💻 Week 02, Day 01 - Lab

From Loops to Vectorisation: Makeover Puzzles

Author

Dr Jon Cardoso-Silva

Last updated

21 July 2025

🥅 Learning Objectives

By the end of this lab, you should be able to: i) Use a list comprehension to process a list of datasets. ii) Combine a list of DataFrames into a single one using pd.concat. iii) Apply the .diff() and .cumsum() pattern to identify streaks in data. iv) Use groupby() and transform() to calculate group-specific statistics for your analysis.

ME204 course icon

In this morning’s lecture, we saw how to replace slow for loops with list comprehensions and powerful pandas vectorised operations. Now, it’s your turn to get some hands-on practice.

This lab contains two “puzzles” that challenge you to apply these new techniques to realistic problems.

Monday, 21 July 2025 | Either 2:00-3.30pm or 3.30-5:00pm 📍 Check your timetable for the location of your class

🛣️ Lab Roadmap

This document outlines the exercises you’ll complete in your Jupyter Notebook. Open ME204_W02D01_Lab.ipynb and follow along.

A Note on the Midterm Assignment

Your midterm is due tomorrow. If you feel that you are behind on it, you can use today’s lab session to work on that instead.

Stuart will be running the lab session as planned, focusing on the two puzzles below. This is valuable practice, but your priority should be the midterm if you need the time.

Part I: Puzzle 1 - Sales Surge Detection (45 min)

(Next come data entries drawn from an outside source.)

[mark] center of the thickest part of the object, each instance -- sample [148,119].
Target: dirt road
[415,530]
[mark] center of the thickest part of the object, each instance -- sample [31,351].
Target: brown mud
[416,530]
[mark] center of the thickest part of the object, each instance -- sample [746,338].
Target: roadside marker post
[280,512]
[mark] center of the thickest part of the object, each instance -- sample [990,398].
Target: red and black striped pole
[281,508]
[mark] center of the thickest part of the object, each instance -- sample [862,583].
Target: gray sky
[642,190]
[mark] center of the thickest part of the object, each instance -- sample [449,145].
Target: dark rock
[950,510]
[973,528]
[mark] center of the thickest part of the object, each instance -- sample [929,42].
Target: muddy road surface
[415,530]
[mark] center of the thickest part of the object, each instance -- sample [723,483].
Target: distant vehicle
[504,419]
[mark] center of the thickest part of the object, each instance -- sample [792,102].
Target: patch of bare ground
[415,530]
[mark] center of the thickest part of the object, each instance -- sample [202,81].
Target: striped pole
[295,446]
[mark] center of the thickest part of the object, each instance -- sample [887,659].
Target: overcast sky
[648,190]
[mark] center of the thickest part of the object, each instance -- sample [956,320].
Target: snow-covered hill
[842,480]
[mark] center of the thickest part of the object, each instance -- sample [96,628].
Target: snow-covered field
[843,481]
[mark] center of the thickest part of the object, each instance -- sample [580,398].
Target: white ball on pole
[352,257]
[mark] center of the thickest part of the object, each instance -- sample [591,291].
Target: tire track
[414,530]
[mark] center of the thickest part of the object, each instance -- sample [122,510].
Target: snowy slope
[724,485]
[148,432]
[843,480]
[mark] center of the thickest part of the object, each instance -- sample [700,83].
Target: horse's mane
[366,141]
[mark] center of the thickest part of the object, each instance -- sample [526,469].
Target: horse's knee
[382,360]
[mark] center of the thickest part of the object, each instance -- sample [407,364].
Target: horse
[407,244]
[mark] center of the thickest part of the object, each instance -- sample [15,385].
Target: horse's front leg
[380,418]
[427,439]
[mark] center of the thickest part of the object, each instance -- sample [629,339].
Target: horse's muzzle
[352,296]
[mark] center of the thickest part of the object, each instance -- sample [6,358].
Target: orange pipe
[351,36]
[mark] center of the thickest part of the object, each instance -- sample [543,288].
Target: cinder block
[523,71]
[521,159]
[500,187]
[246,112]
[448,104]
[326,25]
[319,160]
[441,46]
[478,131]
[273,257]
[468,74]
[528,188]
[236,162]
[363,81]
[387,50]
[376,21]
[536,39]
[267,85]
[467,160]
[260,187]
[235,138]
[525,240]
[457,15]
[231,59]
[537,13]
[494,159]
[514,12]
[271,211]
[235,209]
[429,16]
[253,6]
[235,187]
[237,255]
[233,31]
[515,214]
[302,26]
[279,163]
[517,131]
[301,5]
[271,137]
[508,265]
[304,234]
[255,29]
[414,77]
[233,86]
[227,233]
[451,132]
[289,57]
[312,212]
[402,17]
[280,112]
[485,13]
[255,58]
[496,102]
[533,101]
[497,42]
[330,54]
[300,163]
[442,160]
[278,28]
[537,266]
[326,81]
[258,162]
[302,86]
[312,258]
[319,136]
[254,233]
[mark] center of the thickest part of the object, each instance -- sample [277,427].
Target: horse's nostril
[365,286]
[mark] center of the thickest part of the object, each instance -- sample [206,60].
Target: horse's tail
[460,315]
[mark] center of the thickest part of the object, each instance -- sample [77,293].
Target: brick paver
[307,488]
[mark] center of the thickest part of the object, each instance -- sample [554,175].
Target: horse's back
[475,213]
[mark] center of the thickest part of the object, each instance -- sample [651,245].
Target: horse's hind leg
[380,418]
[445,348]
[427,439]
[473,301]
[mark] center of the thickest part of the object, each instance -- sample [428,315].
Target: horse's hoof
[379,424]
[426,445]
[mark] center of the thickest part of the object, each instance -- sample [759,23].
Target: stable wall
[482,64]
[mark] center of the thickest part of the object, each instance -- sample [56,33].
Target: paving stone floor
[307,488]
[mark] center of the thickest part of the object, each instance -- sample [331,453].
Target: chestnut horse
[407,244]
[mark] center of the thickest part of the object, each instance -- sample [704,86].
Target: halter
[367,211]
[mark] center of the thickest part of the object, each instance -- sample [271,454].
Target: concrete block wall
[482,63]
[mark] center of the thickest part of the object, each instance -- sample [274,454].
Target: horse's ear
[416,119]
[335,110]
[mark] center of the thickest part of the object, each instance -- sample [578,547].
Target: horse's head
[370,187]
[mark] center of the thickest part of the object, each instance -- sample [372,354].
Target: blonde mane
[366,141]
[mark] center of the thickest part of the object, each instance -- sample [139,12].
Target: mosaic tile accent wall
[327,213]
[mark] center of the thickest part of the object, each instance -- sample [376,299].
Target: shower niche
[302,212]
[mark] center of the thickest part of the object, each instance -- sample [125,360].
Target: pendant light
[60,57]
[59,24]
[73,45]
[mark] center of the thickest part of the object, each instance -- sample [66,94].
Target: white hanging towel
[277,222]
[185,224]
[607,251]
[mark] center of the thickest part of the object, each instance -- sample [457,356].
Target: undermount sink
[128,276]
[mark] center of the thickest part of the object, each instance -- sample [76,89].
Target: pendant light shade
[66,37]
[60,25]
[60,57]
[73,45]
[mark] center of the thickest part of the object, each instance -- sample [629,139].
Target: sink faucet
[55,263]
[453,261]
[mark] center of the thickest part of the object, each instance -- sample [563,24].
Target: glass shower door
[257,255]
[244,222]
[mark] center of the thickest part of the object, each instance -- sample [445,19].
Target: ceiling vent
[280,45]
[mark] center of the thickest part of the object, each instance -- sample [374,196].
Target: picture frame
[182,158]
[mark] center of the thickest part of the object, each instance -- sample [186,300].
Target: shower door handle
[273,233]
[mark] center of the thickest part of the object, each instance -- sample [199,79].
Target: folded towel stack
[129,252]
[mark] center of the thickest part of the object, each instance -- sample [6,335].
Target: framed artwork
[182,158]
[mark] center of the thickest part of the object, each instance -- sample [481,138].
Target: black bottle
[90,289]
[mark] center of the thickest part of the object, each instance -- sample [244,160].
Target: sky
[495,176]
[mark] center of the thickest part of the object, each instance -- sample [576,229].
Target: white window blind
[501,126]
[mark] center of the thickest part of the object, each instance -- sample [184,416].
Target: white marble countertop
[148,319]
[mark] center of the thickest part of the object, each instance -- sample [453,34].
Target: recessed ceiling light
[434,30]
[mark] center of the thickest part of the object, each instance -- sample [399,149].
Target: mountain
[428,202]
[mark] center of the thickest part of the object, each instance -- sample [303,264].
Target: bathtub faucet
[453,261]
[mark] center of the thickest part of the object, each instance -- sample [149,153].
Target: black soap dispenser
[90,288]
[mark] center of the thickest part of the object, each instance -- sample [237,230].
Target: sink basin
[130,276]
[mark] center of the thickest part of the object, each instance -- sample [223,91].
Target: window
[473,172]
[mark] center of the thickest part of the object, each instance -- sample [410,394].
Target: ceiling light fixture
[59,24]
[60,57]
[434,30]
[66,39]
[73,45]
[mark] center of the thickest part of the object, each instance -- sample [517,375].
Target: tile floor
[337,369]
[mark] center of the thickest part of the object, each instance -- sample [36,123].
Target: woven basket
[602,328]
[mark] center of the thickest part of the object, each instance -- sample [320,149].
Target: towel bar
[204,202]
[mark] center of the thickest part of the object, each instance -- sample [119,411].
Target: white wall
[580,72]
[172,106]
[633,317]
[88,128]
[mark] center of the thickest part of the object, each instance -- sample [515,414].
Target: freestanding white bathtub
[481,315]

Imagine you’re a data analyst for a retail company. You need to find periods of unusually high sales, which are called “sales surges.”

Your Task: Identify “sales surges” which are defined as periods of 3 or more consecutive days where a store’s daily_sales has exceeded 120% of that store’s median sales for the entire period.

🎯 Your Turn

In your notebook, you’ll find the code that generates the df_sales DataFrame.

Your task is to apply the multi-step pattern we learned in the lecture to find the surges. Think back to how we solved the heatwave problem:

  1. First, establish a baseline for each store.
  2. Then, identify the days that meet the “surge” condition.
  3. Group the consecutive surge days together.
  4. Count the length of each group.
  5. Finally, create a report showing only the valid surges.

Part II: Puzzle 2 - Student Performance Streaks (45 min)

For the second puzzle, you’re an analyst trying to find students who are on an “improvement streak.”

Your Task: Find “improvement streaks”, which here are defined as periods of 3 or more consecutive assessments where a student’s score in a subject has increased compared to their previous one.

🎯 Your Turn

The notebook also has a function that creates a df_grades DataFrame.

The logical pattern here is almost identical to the first puzzle. The key differences are:

  1. You’ll need to groupby() both the student and the subject to analyse them separately.
  2. Your condition for “improvement” will depend on the difference from the previous assessment (.diff()).

Your final report should be a summary table showing each valid streak and the total score improvement during that streak.